Dermatology Flashcards
What is a macule?
An area different in colour or consistency with no elevation
What is a papule?
Raised lesion <1cm diameter
What is a nodule?
Raised lesion >1cm
What is a plaque
Circumscribed, superficial, elevated plateau area
What is a vesicle?
Raised lesion containing fluid
What is a bulla
Large lesion containing fluid >0.5cm
Looks like a blister
What is a pustule?
Circumscribed lesion containing pus
May be white or yellow
What is an erosion?
Loss of epidermis that generally heels without scaring
What is an ulcer?
Deeper loss of epidermis/dermis
What is a patch?
Large area of colour change
What is the pathophysiology of eczema?
Immune response occurs due to exposure to irritants and allergens
This immune response leads to breaks the layers of the skin
Water leaks out and skin becomes dry and itchy
What factors can exacerbate eczema?
Stress Sweat Climate Foods House dust mite Infection
If atopic eczema is present in a child, will it progress to adulthood?

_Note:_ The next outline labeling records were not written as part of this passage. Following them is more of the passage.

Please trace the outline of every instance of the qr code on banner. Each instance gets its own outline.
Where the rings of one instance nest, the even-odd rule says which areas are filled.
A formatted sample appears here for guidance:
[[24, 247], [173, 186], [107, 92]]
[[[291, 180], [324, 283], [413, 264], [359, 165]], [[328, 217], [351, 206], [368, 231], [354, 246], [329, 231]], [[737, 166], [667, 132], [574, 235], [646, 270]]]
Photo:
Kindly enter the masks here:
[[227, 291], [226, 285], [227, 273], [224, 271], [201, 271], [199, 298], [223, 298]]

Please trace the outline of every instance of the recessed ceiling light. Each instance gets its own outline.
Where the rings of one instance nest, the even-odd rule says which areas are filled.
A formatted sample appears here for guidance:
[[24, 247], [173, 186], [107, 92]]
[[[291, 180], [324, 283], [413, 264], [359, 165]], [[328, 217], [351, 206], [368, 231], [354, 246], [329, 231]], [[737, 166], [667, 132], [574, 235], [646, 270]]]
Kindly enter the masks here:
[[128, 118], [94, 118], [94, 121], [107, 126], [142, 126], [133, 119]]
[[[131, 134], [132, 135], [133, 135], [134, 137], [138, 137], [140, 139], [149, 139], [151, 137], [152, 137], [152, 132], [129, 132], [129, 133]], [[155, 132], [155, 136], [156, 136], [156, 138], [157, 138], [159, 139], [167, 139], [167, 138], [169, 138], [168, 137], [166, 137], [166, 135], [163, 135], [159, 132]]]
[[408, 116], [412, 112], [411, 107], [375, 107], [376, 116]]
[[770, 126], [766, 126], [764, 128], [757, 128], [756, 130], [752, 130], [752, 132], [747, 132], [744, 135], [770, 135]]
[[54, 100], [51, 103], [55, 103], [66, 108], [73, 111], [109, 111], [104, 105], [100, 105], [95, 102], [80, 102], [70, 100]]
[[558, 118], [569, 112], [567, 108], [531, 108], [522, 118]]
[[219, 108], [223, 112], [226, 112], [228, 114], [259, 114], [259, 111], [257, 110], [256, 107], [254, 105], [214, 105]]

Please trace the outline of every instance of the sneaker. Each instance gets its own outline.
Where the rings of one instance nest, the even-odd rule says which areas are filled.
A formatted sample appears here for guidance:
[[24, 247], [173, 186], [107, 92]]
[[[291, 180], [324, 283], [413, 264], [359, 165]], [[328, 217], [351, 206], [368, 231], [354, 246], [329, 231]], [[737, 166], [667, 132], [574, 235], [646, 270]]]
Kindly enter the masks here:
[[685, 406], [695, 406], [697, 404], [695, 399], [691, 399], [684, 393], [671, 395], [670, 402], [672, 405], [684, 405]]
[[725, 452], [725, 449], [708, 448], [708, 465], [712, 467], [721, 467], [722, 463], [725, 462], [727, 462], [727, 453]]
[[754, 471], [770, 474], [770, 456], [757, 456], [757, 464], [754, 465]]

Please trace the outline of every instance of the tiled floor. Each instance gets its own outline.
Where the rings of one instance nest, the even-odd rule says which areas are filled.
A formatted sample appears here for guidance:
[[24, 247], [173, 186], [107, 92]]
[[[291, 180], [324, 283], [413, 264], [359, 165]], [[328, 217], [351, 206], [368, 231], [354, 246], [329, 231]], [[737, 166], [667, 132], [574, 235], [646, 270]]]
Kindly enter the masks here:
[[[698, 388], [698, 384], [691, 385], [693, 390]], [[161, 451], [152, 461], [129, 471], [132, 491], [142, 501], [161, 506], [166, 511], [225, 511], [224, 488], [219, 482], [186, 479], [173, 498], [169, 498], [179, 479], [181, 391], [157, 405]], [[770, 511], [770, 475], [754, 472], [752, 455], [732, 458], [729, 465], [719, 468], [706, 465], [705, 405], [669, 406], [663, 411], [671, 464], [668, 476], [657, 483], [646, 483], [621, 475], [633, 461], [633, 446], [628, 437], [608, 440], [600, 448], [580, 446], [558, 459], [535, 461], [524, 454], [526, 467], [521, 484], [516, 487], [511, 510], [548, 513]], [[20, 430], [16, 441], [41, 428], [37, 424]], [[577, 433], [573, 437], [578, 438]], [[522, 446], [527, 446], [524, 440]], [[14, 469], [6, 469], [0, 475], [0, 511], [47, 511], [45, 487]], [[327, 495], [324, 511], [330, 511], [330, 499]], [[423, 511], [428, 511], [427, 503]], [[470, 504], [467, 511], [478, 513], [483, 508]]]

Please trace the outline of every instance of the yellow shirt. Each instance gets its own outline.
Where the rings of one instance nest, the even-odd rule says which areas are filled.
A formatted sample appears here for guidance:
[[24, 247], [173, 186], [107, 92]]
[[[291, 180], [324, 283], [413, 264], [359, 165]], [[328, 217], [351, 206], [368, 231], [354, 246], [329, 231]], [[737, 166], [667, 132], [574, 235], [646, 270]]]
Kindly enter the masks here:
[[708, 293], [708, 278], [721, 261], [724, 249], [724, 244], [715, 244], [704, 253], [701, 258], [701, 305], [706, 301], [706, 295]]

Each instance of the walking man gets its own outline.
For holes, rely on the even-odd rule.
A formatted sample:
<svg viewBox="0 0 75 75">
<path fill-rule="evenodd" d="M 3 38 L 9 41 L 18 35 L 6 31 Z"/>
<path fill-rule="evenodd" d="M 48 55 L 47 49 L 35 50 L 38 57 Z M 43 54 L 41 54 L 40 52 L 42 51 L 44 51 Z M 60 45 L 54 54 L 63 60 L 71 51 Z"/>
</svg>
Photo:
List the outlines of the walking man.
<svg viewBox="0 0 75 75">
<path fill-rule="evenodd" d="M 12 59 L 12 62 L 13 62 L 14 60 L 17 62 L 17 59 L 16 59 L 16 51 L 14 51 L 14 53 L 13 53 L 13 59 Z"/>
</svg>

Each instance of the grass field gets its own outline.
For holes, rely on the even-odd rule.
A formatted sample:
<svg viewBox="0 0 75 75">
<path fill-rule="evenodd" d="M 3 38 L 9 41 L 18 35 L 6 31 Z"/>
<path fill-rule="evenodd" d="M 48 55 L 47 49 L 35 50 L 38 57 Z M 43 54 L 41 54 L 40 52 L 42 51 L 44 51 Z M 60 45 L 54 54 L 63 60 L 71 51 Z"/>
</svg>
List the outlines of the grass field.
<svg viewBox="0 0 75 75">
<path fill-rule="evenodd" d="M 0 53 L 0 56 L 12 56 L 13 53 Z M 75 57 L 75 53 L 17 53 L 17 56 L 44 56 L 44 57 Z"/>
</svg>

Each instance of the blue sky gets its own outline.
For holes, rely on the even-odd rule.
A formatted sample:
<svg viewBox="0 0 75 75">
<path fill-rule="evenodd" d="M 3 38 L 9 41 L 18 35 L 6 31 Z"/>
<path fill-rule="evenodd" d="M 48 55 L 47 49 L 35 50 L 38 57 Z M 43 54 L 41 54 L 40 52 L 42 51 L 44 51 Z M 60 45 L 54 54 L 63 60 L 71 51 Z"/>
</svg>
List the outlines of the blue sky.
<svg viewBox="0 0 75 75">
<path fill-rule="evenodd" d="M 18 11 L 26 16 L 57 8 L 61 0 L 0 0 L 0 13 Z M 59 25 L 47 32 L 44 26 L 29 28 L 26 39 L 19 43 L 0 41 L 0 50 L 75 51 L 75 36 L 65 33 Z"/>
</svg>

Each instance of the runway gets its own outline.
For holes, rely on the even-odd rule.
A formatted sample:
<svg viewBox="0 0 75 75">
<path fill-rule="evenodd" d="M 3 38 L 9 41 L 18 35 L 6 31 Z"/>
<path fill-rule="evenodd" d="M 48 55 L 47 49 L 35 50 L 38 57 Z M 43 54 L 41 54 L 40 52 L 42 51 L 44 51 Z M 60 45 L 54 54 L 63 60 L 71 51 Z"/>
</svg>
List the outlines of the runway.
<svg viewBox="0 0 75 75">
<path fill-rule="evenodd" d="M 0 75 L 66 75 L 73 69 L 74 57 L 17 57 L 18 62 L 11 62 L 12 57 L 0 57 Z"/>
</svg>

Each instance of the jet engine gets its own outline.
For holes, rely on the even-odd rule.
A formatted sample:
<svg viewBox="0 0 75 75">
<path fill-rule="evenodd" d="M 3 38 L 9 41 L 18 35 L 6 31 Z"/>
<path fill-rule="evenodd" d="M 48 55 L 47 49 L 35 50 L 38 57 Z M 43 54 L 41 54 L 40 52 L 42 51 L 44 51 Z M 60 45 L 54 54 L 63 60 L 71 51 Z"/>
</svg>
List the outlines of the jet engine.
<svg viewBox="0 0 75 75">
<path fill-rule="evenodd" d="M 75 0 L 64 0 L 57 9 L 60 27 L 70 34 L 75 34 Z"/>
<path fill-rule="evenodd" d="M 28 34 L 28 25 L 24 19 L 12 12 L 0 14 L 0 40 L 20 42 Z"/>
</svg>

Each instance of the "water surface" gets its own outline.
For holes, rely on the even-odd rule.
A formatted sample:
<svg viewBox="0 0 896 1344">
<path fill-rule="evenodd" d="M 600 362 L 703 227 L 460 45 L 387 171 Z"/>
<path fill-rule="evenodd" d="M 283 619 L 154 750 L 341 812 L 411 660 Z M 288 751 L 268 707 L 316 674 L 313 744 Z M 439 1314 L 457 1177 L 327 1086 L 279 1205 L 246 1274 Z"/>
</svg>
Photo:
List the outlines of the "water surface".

10-20% of children have it
Only 1-2% adults have it
As some children grow older, their skin disease may improve or disappear altogether, although their skin often remains dry and easily irritated
Which protein is mutated in 50% of cases of severe eczema?
Filggrin (FLG)
This is a protein in the epidermis which helps the layers to stick - loss of protein leads to break in the epidermal layer making it easier for irritants and allergens to enter the skin with resultant inflammation
In which area of the body is eczema more common?
Flexor surfaces
Note in infancy the cheeks is the most common place
What is eczema Herpeticum?
Herpes simplex virus infection of eczema areas of skin
Severe complication of eczema and may be life threatening
May be caused by being in contact with someone who has a cold sore
How do you spot the signs of eczema Herpeticum?
Areas of rapidly worsening painful eczema
Clustered blisters - that look like early stage cold sores
Skin erosions (Any skin that has broken away)
Possible fever
What are the life threatening complications of eczema Herpeticum?
Hepatitis
Encephalitis
Pneumonia
What is contact dermatitis?
A type of eczema
Due to a type IV hypersensitivity immune reaction
Either to an allergen e.g, latex, perfumes
Or to an irritant e/g, bleach, acid, pepper spray
What is linchenified skin?
Thickened skin which can be seen in areas of chronic eczema
What is the clinical picture of eczema?
Flexural surfaces Dry and cracked skin Red itchy scaly patches Can be weepy or blistered Skin can be linchenified (thickened) in chronic eczema
What is the management of eczema?
Conservative: Avoid triggers
Emollients: e.g, diprobase, epidermis
Steroid cream: mild hydrocortisone, moderate eumovate
For more severe eczema may consider phototherapy and systemic medication
What kind of emollients are available and where are they best used?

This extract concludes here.